„Miłujcie Pana wszyscy święci jego, boć Pan wiernych strzeże, a oddaje sowicie hardzie postępującemu. Zmacniajcie się (a posili Bóg serca wasze) wszyscy, którzy nadzieję macie w Panu” – Psalm 31:24-25.
Brak żywej wiary w Jezusa Chrystusa u ludzi, a nawet u rzekomych chrześcijan jest powodem opłakanego stanu rzeczy na świecie. Wszyscy pragną pokoju i szczęścia, a swe pragnienia opierają na słabych i zwodniczych ludzkich zdobyczach, a nie na mocy Bożej i na głoszonych przez Chrystusa zasadach sprawiedliwości prawdy i miłości Boga nade wszystko, a bliźniego jak siebie samego. Lud Boży ma inne źródło pokoju i szczęścia; ma innych przyjaciół, inne radości, nadzieje i perspektywy. Posiadający żywą wiarę w Chrystusa i Boskie obietnice są bogatymi, bez względu na ich zewnętrzne warunki, gdyż ich dług grzechu został opłacony; są bogaci w zapewnieniu Słowa Bożego, że ich obecne doświadczenia pod nadzorem Boskiej mądrości służą ich najwyższemu dobru.
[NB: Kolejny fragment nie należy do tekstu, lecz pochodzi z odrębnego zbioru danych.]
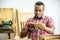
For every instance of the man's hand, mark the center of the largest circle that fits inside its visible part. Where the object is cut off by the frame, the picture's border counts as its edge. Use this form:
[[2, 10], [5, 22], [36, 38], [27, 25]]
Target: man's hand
[[39, 25]]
Mając takowe zapewnienie i silnie w nie wierząc mogą radować się w obecnych próbach i doświadczeniach, znosząc je z cierpliwością i nadzieją. Bóg ćwiczy swe dzieci i przysposabia je do przyszłego dzieła i do chwały, przeto uciski, które kiedyś mogłyby nas zgnieść, obecnie uważamy je za bardzo lekkie i krótkotrwałe, które, gdy znosimy cierpliwie, nader wielką nagrodę i chwałę nam sprawują (2 Kor. 4:17). Nie patrzymy na przemijające rzeczy widzialne, ale na te, które są niewidzialne i wieczne. Tym sposobem na podobieństwo Mojżesza w starożytności (on ,,jakoby widział niewidzialnego” pomocnika we wszystkich swoich uciskach – Hebr. 11:27), wszystko przyjmujemy z wdzięcznością, rozumiejąc, że otrzymujemy od Boga więcej łask i błogosławieństw, aniżeli zasługujemy. Jeżeli w czymkolwiek cierpimy braki, zdajemy sobie sprawą z tego, że we wszystkich wiekach wierni byli pouczani, aby „cierpieli zło jako dobrzy żołnierze Jezusa Chrystusa” (2 Tym. 2:3), i że nasz drogi Zbawiciel i Jego zacni apostołowie obrawszy tą drogę wierności i prawdy, znosili różne braki – pragnienie, głód, niedostatki, utraty przyjaciół, itp. Chociaż sami byli ubodzy, wielu ubogacali prawdziwymi bogactwami łaski Bożej – wielkimi zyskami „pobożności z przestawaniem na swym”, czego świat nie może dać ani wziąć. W jakichkolwiek warunkach znajdujemy się, słyszymy zapewnienie Słowa Bożego: „Wszystkie rzeczy są wasze, jeżeliście wy Chrystusowi” (2 Kor. 6:10; 1 Tym. 4:6; 1 Kor. 3:22- 23).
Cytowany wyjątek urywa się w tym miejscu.